16 maja w Polsce oficjalnie przestanie obowiązywać stan epidemii. Taką informację przekazał mediom minister zdrowia Adam Niedzielski. Tym samym przejdziemy w stan zagrożenia epidemicznego. Zmiana jest niewielka, natomiast symboliczna.
Co w praktyce oznacza ta zmiana?
Z praktycznego punktu widzenia stan epidemii nie różni się zbytnio od stanu zagrożenia epidemicznego. W tym pierwszym przypadku mówimy o sytuacji, w której na danym obszarze występuje już epidemia, a stan prawny umożliwia minimalizowanie jej skutków. Zagrożenie epidemiczne jest natomiast stanem, w którym dopiero mówimy o ryzyku wystąpienia epidemii.
Najbardziej czytelna dla społeczeństwa różnica polega na tym, że w stanie epidemii odpowiednie służby mają prawo skierować wskazane osoby do przymusowej pracy, co nie funkcjonuje w przypadku stanu zagrożenia epidemicznego.

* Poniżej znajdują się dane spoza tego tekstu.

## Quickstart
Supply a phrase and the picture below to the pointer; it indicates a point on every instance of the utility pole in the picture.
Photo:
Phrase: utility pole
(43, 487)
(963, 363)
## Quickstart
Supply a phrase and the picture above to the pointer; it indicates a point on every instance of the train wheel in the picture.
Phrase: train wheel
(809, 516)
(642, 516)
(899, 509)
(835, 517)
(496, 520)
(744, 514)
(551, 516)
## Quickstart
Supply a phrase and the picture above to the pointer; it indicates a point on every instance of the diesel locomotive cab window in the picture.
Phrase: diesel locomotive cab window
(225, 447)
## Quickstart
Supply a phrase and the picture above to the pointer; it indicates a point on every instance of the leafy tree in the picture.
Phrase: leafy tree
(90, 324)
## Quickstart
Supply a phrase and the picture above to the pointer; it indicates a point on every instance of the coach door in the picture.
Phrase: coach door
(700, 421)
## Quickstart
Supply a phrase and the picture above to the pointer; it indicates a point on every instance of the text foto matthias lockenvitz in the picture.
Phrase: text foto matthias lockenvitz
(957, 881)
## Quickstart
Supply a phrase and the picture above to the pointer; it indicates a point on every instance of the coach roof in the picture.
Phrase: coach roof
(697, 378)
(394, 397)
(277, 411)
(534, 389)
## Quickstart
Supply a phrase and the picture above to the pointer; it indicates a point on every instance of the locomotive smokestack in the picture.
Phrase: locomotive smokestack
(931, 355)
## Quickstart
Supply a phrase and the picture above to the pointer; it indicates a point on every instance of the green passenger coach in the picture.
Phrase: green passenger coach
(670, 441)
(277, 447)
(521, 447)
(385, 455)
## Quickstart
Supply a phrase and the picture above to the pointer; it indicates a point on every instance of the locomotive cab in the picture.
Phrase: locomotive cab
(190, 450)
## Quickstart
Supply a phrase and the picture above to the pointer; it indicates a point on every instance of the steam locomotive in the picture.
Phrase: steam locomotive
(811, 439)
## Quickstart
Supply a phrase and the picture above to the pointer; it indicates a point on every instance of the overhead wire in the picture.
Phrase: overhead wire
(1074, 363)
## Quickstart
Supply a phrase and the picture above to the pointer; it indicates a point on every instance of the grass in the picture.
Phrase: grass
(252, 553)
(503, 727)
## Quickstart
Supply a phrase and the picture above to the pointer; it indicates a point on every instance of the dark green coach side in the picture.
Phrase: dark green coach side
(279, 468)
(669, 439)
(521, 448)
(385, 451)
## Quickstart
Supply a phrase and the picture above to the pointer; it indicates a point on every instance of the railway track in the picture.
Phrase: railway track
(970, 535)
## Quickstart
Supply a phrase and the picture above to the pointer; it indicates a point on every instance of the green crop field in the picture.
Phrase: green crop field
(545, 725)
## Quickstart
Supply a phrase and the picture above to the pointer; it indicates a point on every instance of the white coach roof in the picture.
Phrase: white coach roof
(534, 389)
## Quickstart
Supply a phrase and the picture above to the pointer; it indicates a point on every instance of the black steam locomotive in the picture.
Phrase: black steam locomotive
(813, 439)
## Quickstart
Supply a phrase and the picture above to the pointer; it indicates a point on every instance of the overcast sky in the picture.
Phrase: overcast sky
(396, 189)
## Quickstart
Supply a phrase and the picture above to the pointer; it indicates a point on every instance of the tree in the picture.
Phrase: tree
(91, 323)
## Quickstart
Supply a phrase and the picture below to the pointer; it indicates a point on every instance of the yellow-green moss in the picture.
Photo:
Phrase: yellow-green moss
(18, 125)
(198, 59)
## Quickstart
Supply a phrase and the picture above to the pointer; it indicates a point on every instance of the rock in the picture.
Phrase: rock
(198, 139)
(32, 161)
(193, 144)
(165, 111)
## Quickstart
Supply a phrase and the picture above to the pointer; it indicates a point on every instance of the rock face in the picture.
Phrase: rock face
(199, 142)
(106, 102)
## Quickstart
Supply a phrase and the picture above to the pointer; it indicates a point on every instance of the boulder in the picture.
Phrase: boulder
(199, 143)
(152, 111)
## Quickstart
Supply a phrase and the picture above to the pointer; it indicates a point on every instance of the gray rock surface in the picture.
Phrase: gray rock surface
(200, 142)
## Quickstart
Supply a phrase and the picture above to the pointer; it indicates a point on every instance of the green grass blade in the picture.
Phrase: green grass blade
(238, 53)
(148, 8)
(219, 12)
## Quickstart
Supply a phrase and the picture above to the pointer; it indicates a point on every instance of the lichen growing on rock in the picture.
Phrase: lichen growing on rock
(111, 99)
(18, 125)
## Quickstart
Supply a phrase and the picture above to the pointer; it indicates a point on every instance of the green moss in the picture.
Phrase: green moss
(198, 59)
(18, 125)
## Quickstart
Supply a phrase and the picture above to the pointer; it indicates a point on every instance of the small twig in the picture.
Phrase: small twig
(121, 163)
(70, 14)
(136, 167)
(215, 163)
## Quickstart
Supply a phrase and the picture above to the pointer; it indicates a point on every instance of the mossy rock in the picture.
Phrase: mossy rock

Minister Adam Niedzielski barwnie określił zmianę „przełączeniem światła czerwonego w światło pomarańczowe”. Wciąż musimy obawiać się COVID-19, stosować się do zasad higieny oraz szczepić w celu ochrony osób starszych oraz zmniejszenia ryzyka wystąpienia kolejnych, być może groźniejszych mutacji wirusa.
Jednocześnie minister zapowiedział, że nie będzie likwidacji funduszu covidowego. Ministerstwo nie ma również zamiaru wypowiadać umów na dostawy szczepionek, ale je renegocjować, dostosowując liczbę zamawianych dawek do realnych potrzeb.
Dodajmy, że stan epidemii obowiązywał w Polsce nieprzerwanie od 20 marca 2020 roku.